スペースデブリ(宇宙ごみ、以下デブリ)除去を含む軌道上サービスに取り組むアストロスケールホールディングスの子会社で、人工衛星システムの製造・開発・運用を担うアストロスケールは、2024年2月に開始した商業デブリ除去実証衛星「ADRAS-J(アドラスジェイ、Active Debris Removal by Astroscale-Japan の略)」のミッションにおいて、観測対象のデブリから約50mの距離へ接近に成功。
さらにその距離において定点観測を実施した。これは、民間企業がRPO(ランデブ・近傍運用 ※1)を通じて実際のデブリに接近した、世界で最も近い距離(※2)だという。
※1 RPO:Rendezvous and Proximity Operations Technologiesの略称。
※2 過去に同様のミッションが実施されたか否かを同社で調査(2024年5月)
観測対象のデブリの画像(2024年5月、デブリの後方約50mの距離から撮影)
商業デブリ除去実証衛星「ADRAS-J」が果たす役割とは
運用を終了した衛星等のデブリは非協力物体(※3)と呼ばれ、外形や寸法などの情報が限られるほか、位置データの提供や姿勢制御などの協力が得られない。
※3 非協力物体:接近や捕獲・ドッキング等を実施されるための能力・機器を有さない物体のこと
そのため、その劣化状況や回転レートなど、軌道上での状態を把握しつつ当該デブリに安全・確実にRPOを実施することは、デブリ除去を含む軌道上サービスを提供するために不可欠な技術となる。
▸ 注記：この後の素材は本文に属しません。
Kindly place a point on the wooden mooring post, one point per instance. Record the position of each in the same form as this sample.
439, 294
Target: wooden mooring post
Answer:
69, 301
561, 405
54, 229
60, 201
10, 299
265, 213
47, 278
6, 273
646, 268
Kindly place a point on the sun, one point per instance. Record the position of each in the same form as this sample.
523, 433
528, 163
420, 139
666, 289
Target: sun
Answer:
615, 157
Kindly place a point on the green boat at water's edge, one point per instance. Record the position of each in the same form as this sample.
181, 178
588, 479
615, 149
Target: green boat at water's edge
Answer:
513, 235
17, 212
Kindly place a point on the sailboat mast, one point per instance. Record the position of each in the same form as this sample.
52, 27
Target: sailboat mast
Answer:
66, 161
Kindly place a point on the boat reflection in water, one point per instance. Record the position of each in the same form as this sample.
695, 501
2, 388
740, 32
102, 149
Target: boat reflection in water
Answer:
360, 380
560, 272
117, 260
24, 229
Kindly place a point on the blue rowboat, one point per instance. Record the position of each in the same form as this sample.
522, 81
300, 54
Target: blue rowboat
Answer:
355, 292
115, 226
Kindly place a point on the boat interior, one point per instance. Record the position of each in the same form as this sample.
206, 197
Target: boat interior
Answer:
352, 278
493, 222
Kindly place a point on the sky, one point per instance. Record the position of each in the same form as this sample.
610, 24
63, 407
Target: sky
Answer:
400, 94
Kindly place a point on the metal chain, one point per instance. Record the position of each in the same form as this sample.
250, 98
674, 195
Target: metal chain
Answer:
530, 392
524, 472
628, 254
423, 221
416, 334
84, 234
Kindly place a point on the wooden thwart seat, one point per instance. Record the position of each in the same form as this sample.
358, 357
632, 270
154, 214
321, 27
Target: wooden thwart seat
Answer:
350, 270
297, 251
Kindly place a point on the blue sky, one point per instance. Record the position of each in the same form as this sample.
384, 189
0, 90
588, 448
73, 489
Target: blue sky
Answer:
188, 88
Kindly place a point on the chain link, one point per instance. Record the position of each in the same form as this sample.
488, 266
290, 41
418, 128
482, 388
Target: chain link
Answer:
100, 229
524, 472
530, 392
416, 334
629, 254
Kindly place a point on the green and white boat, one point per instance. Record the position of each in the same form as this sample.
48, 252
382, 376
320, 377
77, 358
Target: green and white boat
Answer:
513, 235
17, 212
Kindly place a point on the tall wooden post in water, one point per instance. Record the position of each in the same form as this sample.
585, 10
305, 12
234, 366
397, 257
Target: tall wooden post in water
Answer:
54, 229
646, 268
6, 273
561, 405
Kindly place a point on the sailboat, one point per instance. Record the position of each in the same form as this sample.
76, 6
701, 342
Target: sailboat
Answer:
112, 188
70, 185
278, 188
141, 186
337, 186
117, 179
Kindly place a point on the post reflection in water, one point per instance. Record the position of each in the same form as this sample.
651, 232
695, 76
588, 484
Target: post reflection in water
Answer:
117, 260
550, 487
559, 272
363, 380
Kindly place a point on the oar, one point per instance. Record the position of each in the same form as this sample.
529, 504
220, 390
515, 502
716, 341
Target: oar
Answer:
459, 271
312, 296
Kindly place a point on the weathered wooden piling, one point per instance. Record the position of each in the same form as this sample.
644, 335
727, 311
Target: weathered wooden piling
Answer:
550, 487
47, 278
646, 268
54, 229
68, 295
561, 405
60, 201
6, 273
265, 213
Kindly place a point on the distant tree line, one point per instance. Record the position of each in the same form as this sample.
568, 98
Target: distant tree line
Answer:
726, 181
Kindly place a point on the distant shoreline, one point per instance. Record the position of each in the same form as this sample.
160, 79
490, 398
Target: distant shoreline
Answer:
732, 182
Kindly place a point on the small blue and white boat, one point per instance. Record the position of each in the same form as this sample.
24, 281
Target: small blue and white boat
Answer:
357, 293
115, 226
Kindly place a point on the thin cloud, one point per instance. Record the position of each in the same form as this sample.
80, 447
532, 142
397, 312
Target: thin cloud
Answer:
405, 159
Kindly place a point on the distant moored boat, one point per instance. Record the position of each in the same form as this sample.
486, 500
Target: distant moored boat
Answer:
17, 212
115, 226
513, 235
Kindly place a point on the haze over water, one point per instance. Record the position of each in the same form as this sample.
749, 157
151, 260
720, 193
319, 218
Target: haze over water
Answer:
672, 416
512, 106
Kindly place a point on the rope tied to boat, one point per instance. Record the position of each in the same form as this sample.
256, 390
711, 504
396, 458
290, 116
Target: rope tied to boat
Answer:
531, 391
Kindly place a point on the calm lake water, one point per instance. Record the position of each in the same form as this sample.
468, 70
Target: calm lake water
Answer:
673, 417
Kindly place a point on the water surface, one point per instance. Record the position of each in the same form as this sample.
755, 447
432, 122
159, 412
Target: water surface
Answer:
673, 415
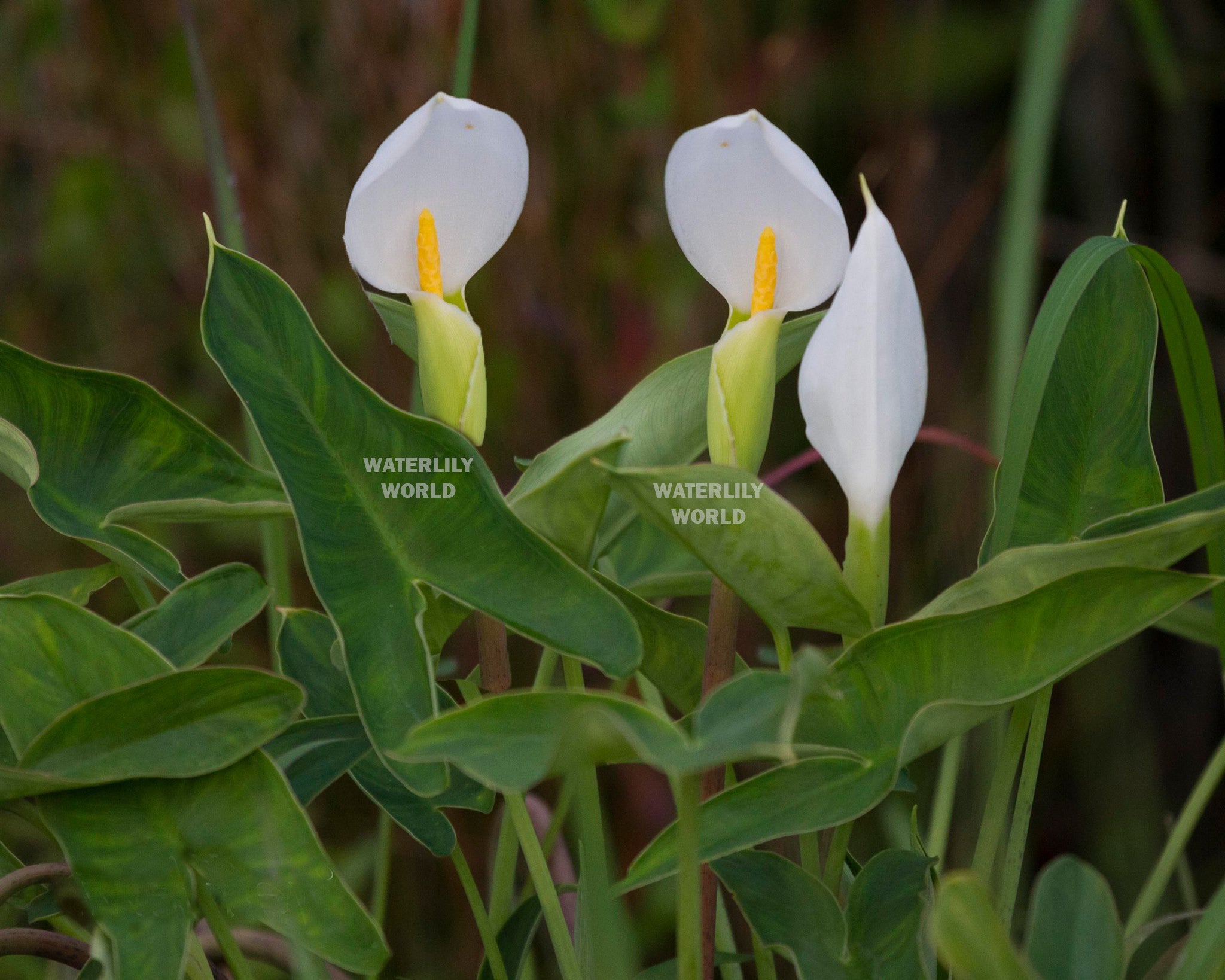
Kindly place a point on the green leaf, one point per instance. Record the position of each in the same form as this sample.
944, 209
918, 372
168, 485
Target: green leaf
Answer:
174, 726
75, 585
1192, 366
19, 461
1151, 538
106, 442
515, 939
969, 936
794, 913
201, 614
1075, 933
566, 507
305, 643
56, 655
653, 564
673, 647
245, 837
1076, 452
513, 741
1205, 956
315, 753
885, 914
909, 687
665, 416
367, 554
790, 912
773, 559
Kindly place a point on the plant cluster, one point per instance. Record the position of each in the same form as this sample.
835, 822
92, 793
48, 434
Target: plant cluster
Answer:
176, 790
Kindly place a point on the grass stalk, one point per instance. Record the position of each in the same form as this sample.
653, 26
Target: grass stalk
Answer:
1159, 878
689, 884
550, 906
221, 927
999, 795
942, 803
488, 934
1018, 833
1031, 135
273, 535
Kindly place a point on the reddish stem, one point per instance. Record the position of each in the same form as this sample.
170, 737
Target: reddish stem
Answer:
933, 435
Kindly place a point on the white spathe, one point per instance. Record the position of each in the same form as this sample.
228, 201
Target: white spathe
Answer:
465, 162
730, 179
864, 376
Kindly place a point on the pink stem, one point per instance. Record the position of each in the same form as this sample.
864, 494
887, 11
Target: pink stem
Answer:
931, 434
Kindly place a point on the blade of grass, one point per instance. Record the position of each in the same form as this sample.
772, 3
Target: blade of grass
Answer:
273, 538
1034, 114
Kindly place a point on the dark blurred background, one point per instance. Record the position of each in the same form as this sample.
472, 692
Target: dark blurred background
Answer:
103, 182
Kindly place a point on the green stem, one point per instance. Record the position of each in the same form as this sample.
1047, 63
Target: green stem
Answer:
942, 803
866, 568
764, 961
1192, 810
538, 868
383, 874
593, 850
506, 857
1031, 134
461, 83
136, 586
837, 858
997, 812
783, 647
220, 924
488, 935
810, 853
689, 882
1018, 833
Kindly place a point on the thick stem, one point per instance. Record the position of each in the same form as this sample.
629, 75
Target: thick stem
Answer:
488, 935
1192, 810
23, 878
495, 662
942, 804
690, 963
721, 659
1025, 806
461, 83
221, 929
866, 568
997, 812
44, 945
538, 868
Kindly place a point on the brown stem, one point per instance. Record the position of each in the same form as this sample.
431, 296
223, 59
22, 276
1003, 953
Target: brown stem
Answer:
264, 947
44, 945
23, 878
721, 659
495, 662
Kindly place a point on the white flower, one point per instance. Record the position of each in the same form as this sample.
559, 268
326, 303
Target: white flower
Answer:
465, 163
864, 376
728, 182
438, 200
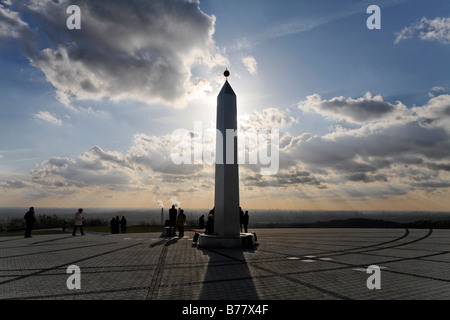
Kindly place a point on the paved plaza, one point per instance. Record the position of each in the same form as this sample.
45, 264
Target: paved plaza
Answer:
287, 264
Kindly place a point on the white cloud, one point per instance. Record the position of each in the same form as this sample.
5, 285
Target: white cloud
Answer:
251, 64
48, 117
361, 110
437, 29
141, 50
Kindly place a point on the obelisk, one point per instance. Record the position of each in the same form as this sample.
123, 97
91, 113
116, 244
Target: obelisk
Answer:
226, 196
226, 193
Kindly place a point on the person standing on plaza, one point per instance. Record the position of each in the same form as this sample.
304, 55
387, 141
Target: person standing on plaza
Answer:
245, 221
30, 219
201, 222
181, 220
123, 224
173, 220
78, 222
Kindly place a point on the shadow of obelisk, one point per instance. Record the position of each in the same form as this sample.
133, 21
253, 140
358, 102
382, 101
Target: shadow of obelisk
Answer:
226, 197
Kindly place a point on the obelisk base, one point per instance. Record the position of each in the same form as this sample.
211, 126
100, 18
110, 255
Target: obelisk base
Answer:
244, 240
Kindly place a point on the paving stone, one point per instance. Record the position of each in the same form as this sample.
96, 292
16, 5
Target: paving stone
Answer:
287, 264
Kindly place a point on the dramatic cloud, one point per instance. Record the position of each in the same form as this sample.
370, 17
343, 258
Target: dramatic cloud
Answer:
437, 29
140, 50
251, 64
48, 117
365, 109
393, 145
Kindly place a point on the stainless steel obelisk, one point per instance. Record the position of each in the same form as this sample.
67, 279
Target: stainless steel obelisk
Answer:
226, 197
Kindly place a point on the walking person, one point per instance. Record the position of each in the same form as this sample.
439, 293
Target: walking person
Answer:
201, 222
30, 219
123, 224
241, 217
112, 225
210, 224
78, 222
173, 220
181, 220
245, 221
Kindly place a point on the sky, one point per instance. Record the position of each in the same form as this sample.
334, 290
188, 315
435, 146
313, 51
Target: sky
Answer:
87, 115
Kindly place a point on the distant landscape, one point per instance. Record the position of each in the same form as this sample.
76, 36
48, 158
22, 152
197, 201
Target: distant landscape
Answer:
258, 218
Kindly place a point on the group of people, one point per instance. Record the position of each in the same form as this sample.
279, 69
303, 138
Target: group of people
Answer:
116, 224
209, 229
177, 221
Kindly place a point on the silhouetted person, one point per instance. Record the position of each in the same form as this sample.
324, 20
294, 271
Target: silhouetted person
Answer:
210, 224
78, 222
173, 220
112, 225
201, 222
123, 224
117, 225
30, 219
181, 220
245, 221
241, 217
ADRAS-Jは実際のデブリへの安全な接近を行ない、近距離でデブリの状況を調査する世界初(※4)の試みだ。具体的には、大型デブリ(日本のロケット上段:全長約11m、直径約4m、重量約3トン)への接近・近傍運用を実証。長期間軌道上に存在するデブリの運動や損傷・劣化状況の撮像を行なう。
※4 過去に同様のミッションが実施されたか否かを同社で調査(2024年5月)
■デブリの後方約50mへの接近とデブリの定点観測にも成功
2月22日より開始した接近の運用では、軌道投入時にはデブリと異なる軌道にあった衛星を、 GPSと地上からの観測値という絶対的な情報を用いて(絶対航法)デブリと同じ軌道へと調節。デブリの後方数百kmにまで接近させた。
4月9日には、ADRAS-J搭載のVisCam(可視光カメラ)にてデブリを捕捉したことで、衛星搭載センサを駆使してデブリの方角情報を用いる相対航法(AON※5)を開始。
※5 AON:Angles-Only Navigationの略称。デブリの方角情報を用いる相対航法
この方角情報も用いながら相対軌道を制御して距離を詰め、デブリの後方数kmの距離において衛星搭載のIRCam(赤外カメラ)にてデブリを捕捉した。
4月16日、IRCamによって取得するデブリの形や姿勢などの情報を用いる相対航法(MMN※6)を開始。4月17日にデブリの後方数百mに接近、さらにデブリ後方約50mへの接近とデブリの定点観測にも成功した。
※6 MMN:Model Matching Navigationの略称。デブリの形や姿勢の情報を用いる相対航法
商業デブリ除去実証について
アストロスケールは、大型デブリ除去等の技術実証を目指す宇宙航空研究開発機構(JAXA)の商業デブリ除去実証フェーズIの契約相手方として選定、契約を受けて、ADRAS-Jを開発した。
商業デブリ除去実証は、深刻化するデブリ問題を改善するデブリ除去技術の獲得と、日本企業の商業的活躍の後押しの二つを目的とする JAXAの新しい取り組みだ。
この枠組みに基づき、本事業はJAXAから技術アドバイス・試験設備供用・研究成果知財提供を受けて実施されている。